As writers, we’re all our own biggest critics, right? Sure, there must be some of us out there with bulletproof self-esteem who can read a first draft, nod and go “yep, that’s gold”, but I’ve never met them.

No, instead we look at our first drafts and weep for the writers we wish we were.

I’m one of those writers who hate their first drafts (and second, and third, if I’m honest) because I make silly, avoidable mistakes. Maybe you do too. Mistakes like…

Typos

I hate typos. They crop up in my initial drafts far more than I’d like. If I’m writing on my phone (not something I like to do, but will in a pinch) then autocorrect is often the culprit. If on my laptop, it’s a simple slip of the fingers.

It happens, and I shouldn’t really beat myself up.

But what about if those typos get missed on my first read through, or second, or third? It happens. One of my articles even had a glaring typo in the actual title that I didn’t spot until post-publication. The reason is simple; when I’m reading my work, I read the words I think I wrote — not what’s there on the page.

If you have the same problem, the solution is even simpler: get someone else to check it before you do anything else.

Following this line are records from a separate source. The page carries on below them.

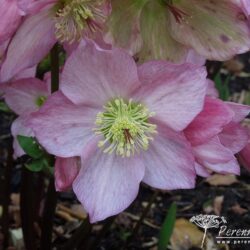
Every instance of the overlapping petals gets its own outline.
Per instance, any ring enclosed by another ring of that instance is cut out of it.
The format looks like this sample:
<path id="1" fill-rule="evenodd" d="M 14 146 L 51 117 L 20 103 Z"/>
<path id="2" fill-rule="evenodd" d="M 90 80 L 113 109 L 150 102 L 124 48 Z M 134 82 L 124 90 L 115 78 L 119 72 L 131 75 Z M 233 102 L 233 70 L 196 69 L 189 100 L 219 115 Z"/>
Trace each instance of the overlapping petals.
<path id="1" fill-rule="evenodd" d="M 123 50 L 103 50 L 86 41 L 66 61 L 60 91 L 33 113 L 28 124 L 49 153 L 81 157 L 73 189 L 95 222 L 124 210 L 141 181 L 162 189 L 194 187 L 192 148 L 179 131 L 201 111 L 206 88 L 202 67 L 155 62 L 137 70 Z M 95 119 L 116 98 L 142 103 L 155 113 L 150 122 L 157 125 L 157 134 L 145 152 L 123 158 L 97 146 L 102 136 L 94 132 Z M 57 178 L 64 187 L 64 175 Z"/>
<path id="2" fill-rule="evenodd" d="M 141 61 L 184 62 L 190 48 L 207 59 L 226 60 L 249 50 L 248 5 L 244 0 L 114 0 L 106 39 Z"/>

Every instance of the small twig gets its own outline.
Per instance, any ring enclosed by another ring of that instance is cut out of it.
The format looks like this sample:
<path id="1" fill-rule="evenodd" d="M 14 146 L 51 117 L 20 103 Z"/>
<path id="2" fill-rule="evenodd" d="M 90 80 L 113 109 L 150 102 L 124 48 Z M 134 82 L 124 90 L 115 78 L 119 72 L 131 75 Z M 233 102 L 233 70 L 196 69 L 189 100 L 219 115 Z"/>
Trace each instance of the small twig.
<path id="1" fill-rule="evenodd" d="M 50 179 L 42 218 L 41 250 L 52 249 L 53 219 L 57 203 L 54 178 Z"/>
<path id="2" fill-rule="evenodd" d="M 11 144 L 10 144 L 11 145 Z M 7 249 L 9 241 L 9 204 L 10 204 L 10 193 L 11 193 L 11 172 L 13 168 L 13 149 L 12 145 L 8 149 L 7 164 L 4 172 L 4 196 L 3 196 L 3 218 L 2 218 L 2 229 L 4 235 L 4 248 Z"/>
<path id="3" fill-rule="evenodd" d="M 74 250 L 78 249 L 79 246 L 83 246 L 86 242 L 86 239 L 89 238 L 91 233 L 92 226 L 89 223 L 89 218 L 86 218 L 81 226 L 77 228 L 75 233 L 71 238 L 66 242 L 62 247 L 58 247 L 60 250 Z"/>
<path id="4" fill-rule="evenodd" d="M 149 213 L 149 210 L 151 209 L 151 206 L 152 206 L 155 198 L 157 197 L 158 193 L 159 193 L 159 191 L 155 191 L 153 193 L 153 195 L 150 197 L 150 200 L 149 200 L 147 206 L 143 210 L 142 215 L 140 216 L 140 219 L 137 221 L 137 223 L 136 223 L 136 225 L 135 225 L 135 227 L 134 227 L 134 229 L 132 231 L 132 234 L 128 238 L 128 240 L 127 240 L 127 242 L 126 242 L 126 244 L 125 244 L 125 246 L 124 246 L 123 249 L 127 249 L 127 246 L 135 239 L 135 237 L 138 234 L 139 229 L 140 229 L 141 225 L 144 222 L 144 219 L 146 218 L 147 214 Z"/>
<path id="5" fill-rule="evenodd" d="M 90 241 L 87 250 L 95 250 L 97 249 L 98 245 L 100 244 L 101 240 L 104 238 L 105 234 L 108 232 L 110 227 L 112 226 L 113 222 L 115 221 L 116 216 L 108 218 L 103 225 L 103 228 L 101 231 L 98 233 L 97 237 L 93 240 Z M 85 248 L 82 248 L 82 250 L 85 250 Z"/>
<path id="6" fill-rule="evenodd" d="M 159 193 L 159 191 L 155 191 L 153 193 L 153 195 L 151 196 L 147 206 L 145 207 L 145 209 L 142 212 L 140 219 L 137 221 L 137 223 L 132 231 L 132 238 L 135 238 L 135 236 L 137 235 L 137 233 L 141 227 L 141 224 L 143 223 L 144 219 L 146 218 L 147 214 L 149 213 L 149 210 L 150 210 L 155 198 L 157 197 L 158 193 Z"/>
<path id="7" fill-rule="evenodd" d="M 22 181 L 20 191 L 20 206 L 21 206 L 21 221 L 23 238 L 25 248 L 27 250 L 35 250 L 35 209 L 34 209 L 34 185 L 33 185 L 34 174 L 27 170 L 25 167 L 22 168 Z"/>

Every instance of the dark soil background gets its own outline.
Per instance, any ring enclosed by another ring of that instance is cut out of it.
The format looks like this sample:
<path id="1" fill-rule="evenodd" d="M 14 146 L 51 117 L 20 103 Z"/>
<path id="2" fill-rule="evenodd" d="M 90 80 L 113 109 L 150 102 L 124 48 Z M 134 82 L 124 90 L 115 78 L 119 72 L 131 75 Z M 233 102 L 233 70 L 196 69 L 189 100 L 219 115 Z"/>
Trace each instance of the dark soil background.
<path id="1" fill-rule="evenodd" d="M 250 104 L 249 58 L 250 55 L 245 54 L 224 64 L 208 63 L 210 78 L 214 79 L 218 72 L 222 79 L 230 77 L 229 99 L 232 101 Z M 41 219 L 44 215 L 42 211 L 45 207 L 44 197 L 49 180 L 45 175 L 26 170 L 23 166 L 27 160 L 26 157 L 12 161 L 10 125 L 14 118 L 13 113 L 0 112 L 0 222 L 2 225 L 0 250 L 24 249 L 22 248 L 24 240 L 28 242 L 29 249 L 39 249 L 42 227 L 47 225 L 48 232 L 50 231 L 51 223 L 49 221 L 44 223 Z M 177 204 L 177 220 L 185 223 L 176 226 L 170 249 L 200 249 L 200 243 L 196 242 L 198 228 L 193 229 L 188 224 L 193 215 L 217 214 L 227 219 L 227 226 L 231 229 L 250 230 L 249 177 L 250 173 L 242 168 L 241 176 L 236 178 L 234 176 L 217 176 L 215 180 L 198 178 L 194 190 L 157 192 L 141 186 L 137 199 L 126 211 L 102 223 L 92 225 L 92 228 L 88 224 L 80 227 L 87 215 L 72 192 L 58 194 L 52 192 L 50 196 L 52 201 L 57 199 L 56 213 L 52 220 L 54 249 L 156 250 L 159 229 L 172 202 Z M 9 213 L 3 213 L 8 205 Z M 25 231 L 24 238 L 20 236 L 22 226 Z M 6 232 L 9 232 L 9 239 L 4 238 Z M 218 230 L 209 231 L 205 249 L 250 249 L 250 244 L 217 244 L 215 240 L 217 233 Z"/>

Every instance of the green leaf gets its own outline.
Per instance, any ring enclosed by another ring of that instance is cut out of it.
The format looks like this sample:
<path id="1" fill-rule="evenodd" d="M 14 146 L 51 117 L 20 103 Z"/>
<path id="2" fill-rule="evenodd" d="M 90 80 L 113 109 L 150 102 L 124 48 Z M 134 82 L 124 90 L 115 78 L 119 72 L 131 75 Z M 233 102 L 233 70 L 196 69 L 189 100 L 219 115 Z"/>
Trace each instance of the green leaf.
<path id="1" fill-rule="evenodd" d="M 174 224 L 176 220 L 176 210 L 177 210 L 176 204 L 172 203 L 160 230 L 158 250 L 166 250 L 168 246 L 170 237 L 174 230 Z"/>
<path id="2" fill-rule="evenodd" d="M 43 159 L 33 160 L 31 163 L 25 164 L 25 167 L 32 172 L 40 172 L 44 168 Z"/>
<path id="3" fill-rule="evenodd" d="M 220 99 L 223 101 L 227 101 L 230 96 L 229 87 L 228 87 L 229 80 L 230 80 L 230 76 L 227 76 L 226 80 L 223 82 L 221 79 L 220 72 L 214 78 L 215 87 L 217 88 L 219 92 Z"/>
<path id="4" fill-rule="evenodd" d="M 24 152 L 33 159 L 39 159 L 45 154 L 34 137 L 18 135 L 17 140 Z"/>

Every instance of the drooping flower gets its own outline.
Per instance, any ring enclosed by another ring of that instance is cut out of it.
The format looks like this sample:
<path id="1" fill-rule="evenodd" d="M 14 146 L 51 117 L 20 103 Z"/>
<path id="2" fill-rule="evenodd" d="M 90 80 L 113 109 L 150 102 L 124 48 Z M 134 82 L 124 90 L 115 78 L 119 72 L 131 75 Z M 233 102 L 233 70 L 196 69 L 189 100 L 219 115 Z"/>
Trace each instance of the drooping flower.
<path id="1" fill-rule="evenodd" d="M 53 45 L 95 37 L 109 11 L 107 0 L 37 0 L 20 4 L 29 15 L 10 42 L 0 72 L 9 81 L 23 69 L 38 64 Z M 20 48 L 21 46 L 21 48 Z"/>
<path id="2" fill-rule="evenodd" d="M 106 39 L 141 61 L 186 60 L 189 49 L 211 60 L 249 50 L 245 9 L 235 0 L 112 0 Z"/>
<path id="3" fill-rule="evenodd" d="M 240 173 L 235 154 L 247 144 L 247 131 L 240 122 L 249 112 L 249 106 L 206 97 L 204 109 L 185 129 L 193 147 L 198 175 Z"/>
<path id="4" fill-rule="evenodd" d="M 239 161 L 240 163 L 250 171 L 250 133 L 248 128 L 248 143 L 247 145 L 239 152 Z"/>
<path id="5" fill-rule="evenodd" d="M 141 181 L 194 187 L 194 158 L 181 131 L 202 110 L 206 87 L 203 67 L 155 61 L 137 68 L 123 50 L 82 42 L 66 61 L 60 91 L 28 124 L 49 153 L 81 157 L 70 181 L 95 222 L 124 210 Z M 69 183 L 74 170 L 61 167 L 61 183 Z"/>
<path id="6" fill-rule="evenodd" d="M 37 111 L 50 95 L 48 84 L 36 78 L 24 78 L 4 86 L 4 99 L 11 110 L 19 117 L 12 123 L 11 132 L 14 137 L 15 157 L 24 155 L 17 141 L 17 135 L 34 136 L 32 129 L 25 125 L 29 115 Z"/>
<path id="7" fill-rule="evenodd" d="M 18 0 L 0 0 L 0 6 L 0 46 L 2 46 L 15 33 L 24 13 L 18 7 Z"/>
<path id="8" fill-rule="evenodd" d="M 18 143 L 17 136 L 34 137 L 33 130 L 26 125 L 32 112 L 37 111 L 50 95 L 50 75 L 45 75 L 46 81 L 36 78 L 16 80 L 4 86 L 4 99 L 8 106 L 18 115 L 12 123 L 11 133 L 14 138 L 14 157 L 21 157 L 25 152 Z M 71 187 L 72 180 L 79 171 L 79 159 L 76 157 L 60 158 L 55 160 L 56 190 L 65 191 Z M 64 176 L 67 168 L 67 177 Z"/>

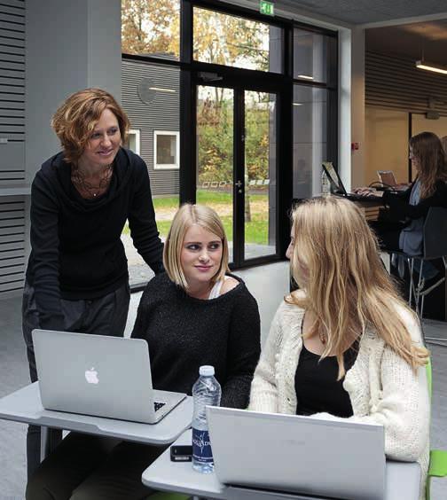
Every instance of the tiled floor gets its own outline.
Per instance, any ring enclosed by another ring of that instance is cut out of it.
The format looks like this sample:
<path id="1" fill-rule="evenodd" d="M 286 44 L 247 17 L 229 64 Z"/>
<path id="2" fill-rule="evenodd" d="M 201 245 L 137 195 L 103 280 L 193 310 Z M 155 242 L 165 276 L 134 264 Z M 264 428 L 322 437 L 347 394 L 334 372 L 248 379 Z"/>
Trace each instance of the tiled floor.
<path id="1" fill-rule="evenodd" d="M 288 264 L 280 262 L 238 272 L 259 303 L 262 339 L 269 331 L 275 310 L 288 290 Z M 132 295 L 127 334 L 135 321 L 141 293 Z M 447 325 L 426 322 L 426 336 L 447 340 Z M 0 397 L 28 383 L 27 363 L 20 327 L 20 299 L 0 301 Z M 432 448 L 447 449 L 447 348 L 429 346 L 432 352 L 434 394 Z M 23 498 L 26 481 L 23 424 L 0 420 L 0 500 Z M 435 480 L 432 500 L 447 498 L 447 479 Z M 405 500 L 405 499 L 396 499 Z"/>

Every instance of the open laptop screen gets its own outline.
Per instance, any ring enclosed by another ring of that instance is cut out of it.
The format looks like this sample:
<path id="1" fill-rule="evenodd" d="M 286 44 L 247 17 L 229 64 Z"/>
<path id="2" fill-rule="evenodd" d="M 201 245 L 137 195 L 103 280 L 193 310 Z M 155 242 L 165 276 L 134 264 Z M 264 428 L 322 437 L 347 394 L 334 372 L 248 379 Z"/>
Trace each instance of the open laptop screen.
<path id="1" fill-rule="evenodd" d="M 397 185 L 394 172 L 392 170 L 377 170 L 377 175 L 379 176 L 380 183 L 385 187 L 395 187 Z"/>
<path id="2" fill-rule="evenodd" d="M 333 168 L 333 165 L 330 161 L 324 161 L 323 162 L 323 169 L 325 170 L 327 178 L 329 179 L 329 183 L 331 184 L 331 191 L 333 193 L 337 194 L 346 194 L 346 189 L 338 175 L 337 171 Z"/>

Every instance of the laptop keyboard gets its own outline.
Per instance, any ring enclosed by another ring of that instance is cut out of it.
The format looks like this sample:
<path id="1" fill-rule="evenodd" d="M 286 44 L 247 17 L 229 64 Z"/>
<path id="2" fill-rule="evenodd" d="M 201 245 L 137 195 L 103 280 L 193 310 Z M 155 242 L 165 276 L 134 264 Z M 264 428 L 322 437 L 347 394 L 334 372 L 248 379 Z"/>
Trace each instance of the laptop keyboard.
<path id="1" fill-rule="evenodd" d="M 161 408 L 163 408 L 166 402 L 161 402 L 160 401 L 156 401 L 153 403 L 153 409 L 155 410 L 155 411 L 158 411 Z"/>

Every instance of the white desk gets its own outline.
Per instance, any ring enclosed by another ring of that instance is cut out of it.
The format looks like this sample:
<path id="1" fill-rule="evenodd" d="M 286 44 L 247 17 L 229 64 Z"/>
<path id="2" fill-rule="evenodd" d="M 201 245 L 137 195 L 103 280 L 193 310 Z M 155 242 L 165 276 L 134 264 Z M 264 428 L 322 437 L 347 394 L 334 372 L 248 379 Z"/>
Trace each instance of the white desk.
<path id="1" fill-rule="evenodd" d="M 191 444 L 191 430 L 185 431 L 175 444 Z M 162 491 L 175 491 L 208 498 L 225 500 L 325 500 L 320 496 L 289 493 L 272 493 L 245 488 L 227 487 L 219 482 L 216 474 L 195 472 L 191 462 L 170 461 L 167 449 L 144 473 L 145 486 Z M 384 500 L 418 500 L 420 469 L 416 463 L 387 461 Z"/>
<path id="2" fill-rule="evenodd" d="M 140 424 L 76 413 L 43 410 L 39 382 L 0 399 L 0 418 L 55 429 L 100 434 L 150 443 L 169 444 L 191 426 L 192 398 L 188 396 L 158 424 Z"/>

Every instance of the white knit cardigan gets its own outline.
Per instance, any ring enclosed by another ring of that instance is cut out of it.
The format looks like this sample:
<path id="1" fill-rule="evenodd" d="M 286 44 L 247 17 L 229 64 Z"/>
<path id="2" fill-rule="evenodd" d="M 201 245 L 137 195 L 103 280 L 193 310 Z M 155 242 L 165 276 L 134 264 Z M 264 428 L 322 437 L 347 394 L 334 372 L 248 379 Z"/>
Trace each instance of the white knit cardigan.
<path id="1" fill-rule="evenodd" d="M 416 320 L 402 307 L 396 306 L 396 311 L 413 341 L 421 345 Z M 278 309 L 255 371 L 249 410 L 296 413 L 294 376 L 302 347 L 303 316 L 303 309 L 284 301 Z M 386 456 L 420 464 L 423 499 L 430 424 L 426 369 L 420 368 L 415 374 L 372 329 L 367 328 L 360 340 L 356 362 L 346 373 L 343 387 L 349 395 L 354 413 L 346 419 L 381 424 L 385 427 Z"/>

They don’t have the perfect prose in their head — they will see what you have actually written, like “he” instead of “the”.

The Story was Ruined by the Passive Voice

Ah, the passive voice, scourge of writers everywhere. Read any article or book about writing advice and I guarantee the passive voice will feature — and it should.

Passive voice slows things down, makes action less direct, takes the reader away from what’s going on — and, shamefully, it crops up all the damn time in my first drafts.

Luckily, it’s an easy fix. Take the headline up there. It’s in the passive voice. To make it active, it’s simple, make the subject do the action: the passive voice ruined the story.

Tense Confusion

This happens less frequently, but I still see it every now and again and slap my forehead in frustration. If I’m writing a propulsive story in the present tense, I will sometimes — reflexively — slip back into the past tense. The correction is simple, in that all I need to do is amend the tense, but depending on the length of the sentence (and how many sentences I was living in the past for!) it can be a labourious job.

One thing I’ve found that can help with this is to read aloud as I go. Not always an option if I’m writing somewhere public, but if I can do it I can catch tense switches early — which makes for an easier fix.

Those are the main mistakes I hate in my writing. What are yours?